ReAct, Plan-and-Execute, Reflexion, and Tree-of-Thoughts — which agent pattern actually works for Claude Sonnet and Opus in production. With code.

By 2026, "build an agent" is no longer a research project. The Anthropic SDK ships first-class tool use, every serious team has at least one production loop running on Claude Sonnet or Opus, and the question has shifted from can we to which pattern. The honest answer: most teams over-engineer this. They reach for Tree-of-Thoughts when a 30-line ReAct loop would have shipped on Tuesday.

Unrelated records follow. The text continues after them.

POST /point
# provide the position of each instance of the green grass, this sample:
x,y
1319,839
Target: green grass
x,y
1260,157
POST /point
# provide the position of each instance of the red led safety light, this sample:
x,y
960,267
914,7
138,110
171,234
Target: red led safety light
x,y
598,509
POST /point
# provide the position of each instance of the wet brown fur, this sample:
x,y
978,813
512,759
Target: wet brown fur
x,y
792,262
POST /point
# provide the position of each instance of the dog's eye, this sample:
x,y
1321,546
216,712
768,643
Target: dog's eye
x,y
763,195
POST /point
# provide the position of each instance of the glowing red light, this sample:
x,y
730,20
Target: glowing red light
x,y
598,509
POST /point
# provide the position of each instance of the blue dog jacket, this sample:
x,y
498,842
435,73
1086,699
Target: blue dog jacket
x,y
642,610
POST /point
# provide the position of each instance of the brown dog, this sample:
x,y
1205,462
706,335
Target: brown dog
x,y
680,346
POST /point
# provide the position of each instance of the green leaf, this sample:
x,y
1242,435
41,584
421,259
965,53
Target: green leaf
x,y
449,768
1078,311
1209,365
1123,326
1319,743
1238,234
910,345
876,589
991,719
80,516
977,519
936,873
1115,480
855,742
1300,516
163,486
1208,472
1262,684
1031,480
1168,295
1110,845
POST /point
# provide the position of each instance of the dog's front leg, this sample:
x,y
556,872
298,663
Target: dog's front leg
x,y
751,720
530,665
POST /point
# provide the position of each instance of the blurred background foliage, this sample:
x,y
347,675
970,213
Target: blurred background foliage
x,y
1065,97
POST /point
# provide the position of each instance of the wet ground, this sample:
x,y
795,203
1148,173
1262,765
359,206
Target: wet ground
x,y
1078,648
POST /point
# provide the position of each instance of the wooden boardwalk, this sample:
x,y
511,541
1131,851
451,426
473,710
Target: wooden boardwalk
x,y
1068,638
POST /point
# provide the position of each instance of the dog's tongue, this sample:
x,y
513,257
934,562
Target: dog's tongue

This post walks through the four patterns that matter — ReAct, Plan-and-Execute, Reflexion, and Tree-of-Thoughts — with runnable code against https://api.claudexia.tech/v1, notes on when to escalate from Sonnet to Opus mid-loop, and the observability practices that keep these things debuggable in production.

The landscape in 2026

The agent pattern zoo has consolidated. Five years of papers and frameworks settled into a small set of loops that genuinely move the needle:

ReAct — interleave reasoning and tool calls. The default.
Plan-and-Execute — generate a full plan up front, then execute steps.
Reflexion — let the model critique its own output and retry.
Tree-of-Thoughts — explore multiple reasoning branches in parallel and vote.

Everything else (CoT, ReWOO, LATS, AutoGPT-style infinite loops) either collapsed into one of these or quietly died. Claude Sonnet 4.6 is strong enough that elaborate scaffolding hurts more than it helps. The base model already plans, already self-corrects, already knows when to call a tool. Your job is to give it the right loop, not to build a brain.

ReAct: the default sweet spot

ReAct is the loop you should reach for first. Think, call a tool, observe the result, think again, repeat until done. Anthropic's tool use API is built for exactly this rhythm — you don't even need a framework.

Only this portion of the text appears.